Ceux qui avancent vraiment sont ceux qui dissocient leur temps de l’argent et investissent leur énergie dans leurs objectifs avec ferveur.
Ken Stewart
Rencontrez notre invité
La mission de Ken Stewart est de simplifier les choix et d’amplifier la concentration pour ceux qui naviguent à travers les exigences trépidantes de la vie. Animé d’une volonté profonde d’aider les individus et les organisations à réaliser leurs rêves, Ken s’est engagé à la fois dans l’amélioration de la productivité personnelle des télétravailleurs, le lancement de programmes primés pour des entreprises locales et la fourniture d’analyses stratégiques pour des géants du Fortune 500.

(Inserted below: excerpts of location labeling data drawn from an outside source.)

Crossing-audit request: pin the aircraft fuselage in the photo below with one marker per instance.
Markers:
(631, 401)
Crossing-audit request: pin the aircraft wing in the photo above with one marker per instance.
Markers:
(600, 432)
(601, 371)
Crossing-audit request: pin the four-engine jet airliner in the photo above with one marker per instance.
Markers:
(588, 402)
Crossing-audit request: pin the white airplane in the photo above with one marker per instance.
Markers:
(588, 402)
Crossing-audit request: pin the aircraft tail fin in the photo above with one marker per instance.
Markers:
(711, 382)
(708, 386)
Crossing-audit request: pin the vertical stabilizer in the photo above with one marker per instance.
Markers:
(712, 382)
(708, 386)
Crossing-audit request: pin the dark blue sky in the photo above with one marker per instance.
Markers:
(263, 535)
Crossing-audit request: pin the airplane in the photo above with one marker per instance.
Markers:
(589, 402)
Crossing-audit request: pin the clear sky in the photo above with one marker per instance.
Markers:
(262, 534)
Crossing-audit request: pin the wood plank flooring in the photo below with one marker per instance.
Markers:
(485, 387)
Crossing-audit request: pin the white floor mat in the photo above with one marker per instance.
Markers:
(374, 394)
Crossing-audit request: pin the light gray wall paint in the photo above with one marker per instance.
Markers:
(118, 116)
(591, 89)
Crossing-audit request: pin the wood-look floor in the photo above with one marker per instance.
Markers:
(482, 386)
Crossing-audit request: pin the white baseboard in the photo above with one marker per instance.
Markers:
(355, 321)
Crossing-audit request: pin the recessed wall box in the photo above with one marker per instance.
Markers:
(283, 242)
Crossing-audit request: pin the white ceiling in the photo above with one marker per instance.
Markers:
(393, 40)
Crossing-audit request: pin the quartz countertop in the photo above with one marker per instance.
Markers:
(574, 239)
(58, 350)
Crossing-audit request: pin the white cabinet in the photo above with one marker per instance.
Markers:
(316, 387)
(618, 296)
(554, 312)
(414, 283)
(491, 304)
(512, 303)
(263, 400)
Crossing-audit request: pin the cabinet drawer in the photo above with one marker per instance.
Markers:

Dirigeant chevronné dans la gestion du changement et la réalisation de projets, Ken a commencé sa carrière il y a trois décennies dans le Corps des Marines des États-Unis et a occupé de nombreux rôles dans les secteurs des technologies de l’information et du développement logiciel. Son expertise inclut le leadership stratégique, la gestion du changement et de projets, ainsi que le développement de produits.
Ken est également passionné par le ministère de l’écriture, qui a été pour lui une source d’espoir et de bénédiction. Fort de nombreuses années d’expérience concrète et d’une compréhension approfondie des dynamiques du changement et de la gestion de projet, il défend la dynamique d’équipe au service des résultats organisationnels. Vous pouvez découvrir d’autres écrits de Ken sur ChangeForge.com, couvrant des sujets tels que l’intelligence artificielle (IA), le leadership, la gestion du changement et de projets, et l’alignement stratégique.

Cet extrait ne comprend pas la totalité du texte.